- Consensus secondary structure and sequence conservation of leuA-Halobacteria RNA

Identifiers
- Symbol: leuA-Halobacteria
- Rfam: RF03001

Other data
- RNA type: Cis-reg
- SO: SO:0005836
- PDB structures: PDBe

= LeuA-Halobacteria RNA motif =

The leuA-Halobacteria RNA motif is a conserved RNA structure that was discovered by bioinformatics.
leuA-Halobacteria motifs are found in Halobacteriaceae, a lineage of archaea.
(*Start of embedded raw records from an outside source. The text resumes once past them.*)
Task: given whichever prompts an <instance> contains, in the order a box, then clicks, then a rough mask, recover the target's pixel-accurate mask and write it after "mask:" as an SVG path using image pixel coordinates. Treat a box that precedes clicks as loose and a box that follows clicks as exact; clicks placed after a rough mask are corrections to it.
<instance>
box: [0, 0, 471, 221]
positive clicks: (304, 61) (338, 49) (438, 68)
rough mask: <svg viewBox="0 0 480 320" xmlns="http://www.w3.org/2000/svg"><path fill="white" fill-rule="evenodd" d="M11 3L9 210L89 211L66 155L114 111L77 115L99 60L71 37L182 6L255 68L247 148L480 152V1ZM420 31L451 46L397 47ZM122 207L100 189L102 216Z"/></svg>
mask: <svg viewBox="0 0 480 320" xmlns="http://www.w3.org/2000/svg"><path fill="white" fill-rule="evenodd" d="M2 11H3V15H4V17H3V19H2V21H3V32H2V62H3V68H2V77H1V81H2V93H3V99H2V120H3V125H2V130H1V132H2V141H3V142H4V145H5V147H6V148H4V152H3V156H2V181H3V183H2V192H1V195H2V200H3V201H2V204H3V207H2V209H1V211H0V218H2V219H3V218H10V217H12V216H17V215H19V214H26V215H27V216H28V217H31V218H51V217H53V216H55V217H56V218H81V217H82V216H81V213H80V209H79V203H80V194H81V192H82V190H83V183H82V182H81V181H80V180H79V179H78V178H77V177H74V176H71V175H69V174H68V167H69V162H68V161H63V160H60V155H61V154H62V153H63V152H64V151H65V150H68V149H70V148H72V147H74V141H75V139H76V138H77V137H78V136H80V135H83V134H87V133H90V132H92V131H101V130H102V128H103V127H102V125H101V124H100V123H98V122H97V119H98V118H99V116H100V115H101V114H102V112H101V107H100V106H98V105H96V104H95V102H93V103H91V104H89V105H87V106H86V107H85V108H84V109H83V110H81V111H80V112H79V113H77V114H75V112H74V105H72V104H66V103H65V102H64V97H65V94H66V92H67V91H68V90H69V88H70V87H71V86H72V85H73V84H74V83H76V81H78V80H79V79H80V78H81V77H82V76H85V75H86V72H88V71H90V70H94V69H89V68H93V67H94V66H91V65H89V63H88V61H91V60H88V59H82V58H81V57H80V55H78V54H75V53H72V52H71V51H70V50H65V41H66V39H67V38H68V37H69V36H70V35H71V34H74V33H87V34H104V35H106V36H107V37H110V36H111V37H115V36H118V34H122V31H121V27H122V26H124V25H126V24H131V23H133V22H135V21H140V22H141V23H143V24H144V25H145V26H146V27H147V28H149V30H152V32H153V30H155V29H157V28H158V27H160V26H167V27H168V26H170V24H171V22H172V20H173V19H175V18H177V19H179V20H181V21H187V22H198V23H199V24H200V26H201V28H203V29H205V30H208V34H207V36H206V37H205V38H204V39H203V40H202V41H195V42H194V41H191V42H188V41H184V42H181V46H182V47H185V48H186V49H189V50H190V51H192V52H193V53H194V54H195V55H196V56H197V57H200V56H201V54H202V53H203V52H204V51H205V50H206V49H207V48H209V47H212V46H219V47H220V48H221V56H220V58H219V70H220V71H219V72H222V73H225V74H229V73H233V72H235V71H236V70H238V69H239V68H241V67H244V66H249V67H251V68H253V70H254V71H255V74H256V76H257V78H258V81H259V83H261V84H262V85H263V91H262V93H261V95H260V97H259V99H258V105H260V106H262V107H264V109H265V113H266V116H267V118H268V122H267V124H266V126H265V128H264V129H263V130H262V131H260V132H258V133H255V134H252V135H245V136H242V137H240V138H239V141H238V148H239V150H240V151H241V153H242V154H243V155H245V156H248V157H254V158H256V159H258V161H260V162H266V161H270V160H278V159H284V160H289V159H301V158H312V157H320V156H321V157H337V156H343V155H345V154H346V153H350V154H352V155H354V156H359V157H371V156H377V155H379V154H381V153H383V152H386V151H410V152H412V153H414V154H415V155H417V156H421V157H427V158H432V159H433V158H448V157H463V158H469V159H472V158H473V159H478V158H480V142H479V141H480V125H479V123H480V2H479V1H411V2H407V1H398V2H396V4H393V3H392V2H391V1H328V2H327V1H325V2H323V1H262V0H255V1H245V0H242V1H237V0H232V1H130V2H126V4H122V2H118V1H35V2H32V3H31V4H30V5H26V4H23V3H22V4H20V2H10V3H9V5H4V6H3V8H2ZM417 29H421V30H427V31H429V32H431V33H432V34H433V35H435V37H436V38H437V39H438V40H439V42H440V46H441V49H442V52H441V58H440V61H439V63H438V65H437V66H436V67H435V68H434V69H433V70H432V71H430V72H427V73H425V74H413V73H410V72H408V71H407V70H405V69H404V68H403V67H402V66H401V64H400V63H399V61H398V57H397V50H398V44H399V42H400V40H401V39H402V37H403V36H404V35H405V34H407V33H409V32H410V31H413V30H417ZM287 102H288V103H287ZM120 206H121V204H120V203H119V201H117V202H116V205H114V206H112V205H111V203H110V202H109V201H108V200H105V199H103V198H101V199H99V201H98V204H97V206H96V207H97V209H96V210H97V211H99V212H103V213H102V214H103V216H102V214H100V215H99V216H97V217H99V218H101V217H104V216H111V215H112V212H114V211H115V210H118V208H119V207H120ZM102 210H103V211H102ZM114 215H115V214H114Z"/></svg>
leuA-Halobacteria motif RNAs likely function as cis-regulatory elements, in view of their positions upstream of protein-coding genes. Specifically they are upstream of genes encoding 2-isopropylmalate synthase and related genes, which participate in the synthesis of branched-chain amino acids.
In bacteria, genes related to leucine are known to be regulated either by a short open reading frame known as the Leucine operon leader, or by T-boxes. In the leucine operon leader, a short ORF upstream of the regulated gene contains many leucine codons. When leucine levels are low, ribosomal stalling during the translation of these codons leads to a changed secondary structure that modifies gene expression. T-boxes measure cellular concentrations of leucine (or other amino acids) by binding uncharged leucine-tRNAs; low levels of leucine result in few tRNAs that are charged with leucine adducts. However, no specific evidence exists to suggest that leuA-Halobacteria motif RNAs function using these mechanisms. In addition, as of 2018, no mechanism is known for the regulation of leucine biosynthesis genes in archaea.